Frank Plummer honoured with Flavelle Medal
Dr. Frank Plummer, a trailblazing medical microbiologist who has lead many breakthrough discoveries concerning HIV/AIDS, is being honoured with the Flavelle Medal by the Royal Society of Canada.
This high honour is awarded for outstanding contributions to biological science.
Perhaps the most widely known scientific contribution from Dr. Frank Plummer is how he unraveled the mystery surrounding a particular group of women in Kenya who possessed natural immunity to HIV-1, the virus that leads to AIDS. The research focused on their immune systems and genetics to identify the basis for this resistance, and the project provided vital new information for HIV vaccine and drug development. Global interventions and campaigns have been built on his work, and these currently save tens of thousands of people annually.
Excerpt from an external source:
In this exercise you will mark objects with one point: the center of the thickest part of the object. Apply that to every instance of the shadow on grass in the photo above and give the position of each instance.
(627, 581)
“Dr. Plummer has had a tremendous and incalculable impact on global public health and the University of Manitoba is honoured to call Dr. Plummer one of our own,” says Digvir Jayas, vice-president (research and international) and Distinguished Professor of the University of Manitoba. “We congratulate him on this most deserved award that recognizes a lifetime of work that is incomparable to any other’s.”
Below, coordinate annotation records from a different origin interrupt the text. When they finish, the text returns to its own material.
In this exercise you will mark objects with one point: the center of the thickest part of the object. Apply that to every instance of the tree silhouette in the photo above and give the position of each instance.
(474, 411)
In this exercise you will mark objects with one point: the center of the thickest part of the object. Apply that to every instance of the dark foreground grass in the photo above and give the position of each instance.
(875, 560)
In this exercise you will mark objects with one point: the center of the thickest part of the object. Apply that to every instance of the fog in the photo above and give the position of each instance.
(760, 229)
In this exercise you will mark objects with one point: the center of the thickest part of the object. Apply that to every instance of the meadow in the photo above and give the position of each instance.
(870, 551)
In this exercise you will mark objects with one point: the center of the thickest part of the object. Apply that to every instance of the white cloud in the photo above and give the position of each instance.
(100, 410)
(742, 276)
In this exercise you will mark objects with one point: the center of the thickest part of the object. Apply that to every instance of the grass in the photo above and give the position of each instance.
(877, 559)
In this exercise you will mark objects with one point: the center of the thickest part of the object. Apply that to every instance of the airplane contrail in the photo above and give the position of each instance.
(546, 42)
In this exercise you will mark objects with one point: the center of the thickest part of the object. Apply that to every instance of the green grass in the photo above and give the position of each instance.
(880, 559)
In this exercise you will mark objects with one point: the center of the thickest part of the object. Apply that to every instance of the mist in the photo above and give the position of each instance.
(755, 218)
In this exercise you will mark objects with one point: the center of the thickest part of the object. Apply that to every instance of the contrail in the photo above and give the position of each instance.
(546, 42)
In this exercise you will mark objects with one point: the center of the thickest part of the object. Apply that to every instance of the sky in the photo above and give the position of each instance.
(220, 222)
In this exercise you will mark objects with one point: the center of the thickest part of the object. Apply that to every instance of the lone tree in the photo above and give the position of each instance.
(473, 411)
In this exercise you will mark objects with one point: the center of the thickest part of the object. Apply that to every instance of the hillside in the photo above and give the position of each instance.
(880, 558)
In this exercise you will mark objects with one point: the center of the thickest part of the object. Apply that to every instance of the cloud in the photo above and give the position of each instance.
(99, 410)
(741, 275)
A graduate of the U of M’s Faculty of Medicine, Dr. Plummer is a University of Manitoba Distinguished Professor of medical microbiology and former Canada Research Chair in Resistance and Susceptibility to Infections. He has served as senior scientific advisor of the Public Health Agency of Canada, director general of the Centre for Infectious Disease Prevention and Control in Ottawa, and as scientific director general of the National Microbiology Laboratory in Winnipeg.
Dr. Plummer’s Kenya AIDS Control Program (which you can learn more about in this award-winning UM Today The Magazine article) generated much of what we now know about the HIV epidemic in Africa and has had enormous impact on global sexually transmitted infections (STI) health policy. Its syndromic approach to STI management lead to a 25 per cent decrease in STIs in program clinics and up to a 40 per cent decrease in other clinics to which this approach has been disseminated, such as those in Uganda, Cambodia, Thailand and southern India.
Some of the ground-breaking achievements of Dr. Plummer and his research team include: the early identification and confirmation that there is indeed a largely heterosexually transmitted epidemic of HIV in Africa; the important role of the “conventional” STIs in enhancing and facilitating HIV infection; understanding the important role of breastfeeding in the transmission of HIV from mothers to children; the finding that hormonal contraceptive methods can facilitate HIV transmission; the important protective effect of male circumcision for HIV acquisition in men; the identification of highly HIV-exposed Female Sex Workers (FSWs) who are resistant to HIV infection and the subsequent understanding of acquired immunity to HIV; and the importance of focused prevention programs for FSWs and their clients in reducing HIV transmission in both of these groups and in the general community.
Dr. Plummer’s honours are numerous and impressive. In particular, he has been recognized and made an Officer of the Order of Canada, given the Order of Manitoba, and most significantly the McLaughlin Medal of the Royal Society of Canada, the Prix Galien Research Award, and the Killam Prize from the Canada Council for the Arts.
Research at the University of Manitoba is partially supported by funding from the Government of Canada Research Support Fund.
Congratulations, Dr. Plummer! You are world-renowned, distinguished, and a University of Manitoba treasure!